Chapter 18

1.2K 40 3
                                    

Daisy tidak tahu, mengapa ia tidak bisa menangis lagi. Apa mungkin air matanya telah habis untuk mereka yang meninggalkannya? Atau mungkin, Tuhan sudah tidak mengizinkan dia untuk menangis lagi.

Peti yang ditimbun tanah oleh beberapa orang membuat Daisy menghela napas. Ia semakin mengeratkan genggamannya pada lengan Arthur, sementara suaminya menarik pinggang Daisy agar lebih dekat.
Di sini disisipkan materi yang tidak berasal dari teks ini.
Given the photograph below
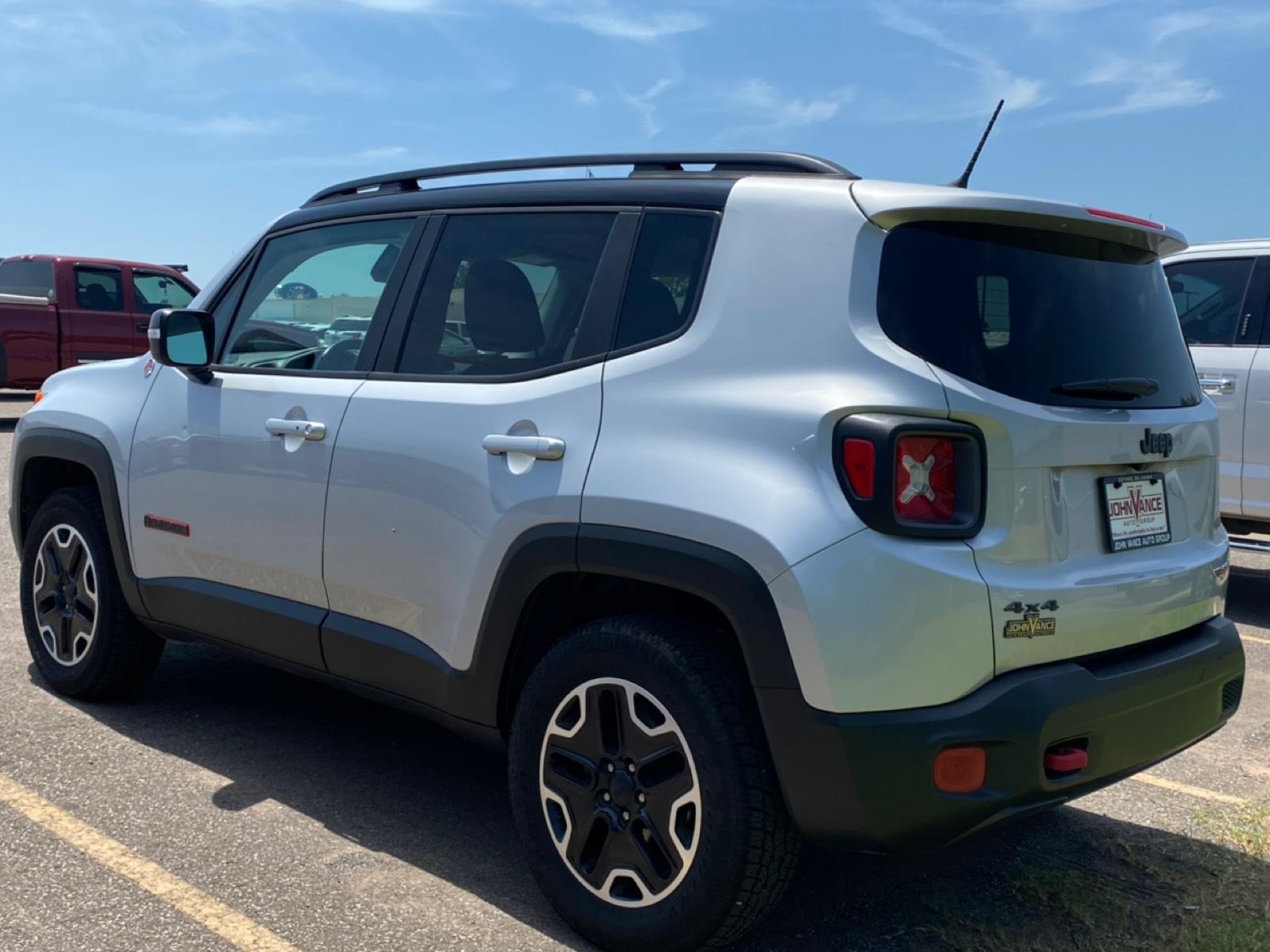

"Mau menaburkan bunganya?" tanya Arthur, sesaat setelah peti Mama sudah ditimbun tanah sepenuhnya.

Tanpa bicara, Daisy menaburkan bunga di atas gundukan tanah. Ia tidak bisa leluasa berjongkok, mengingat kandungannya sudah hampir sembilan bulan.

Arthur yang memakai kacamata hitam untuk menutupi matanya yang bengkak karena menangis, berjongkok. Mengusap nisan Mama dengan senyum kecil yang terukir.

"Tenang di sana, Ma." Arthur mencium nisan itu.

Lelaki itu memberi ruang untuk Papanya yang juga menghadiri acara hari ini. Mungkin Papa ingin menyampaikan sesuatu di depan makam Mama. Jadi, Arthur mengajak Daisy untuk meninggalkan pemakaman.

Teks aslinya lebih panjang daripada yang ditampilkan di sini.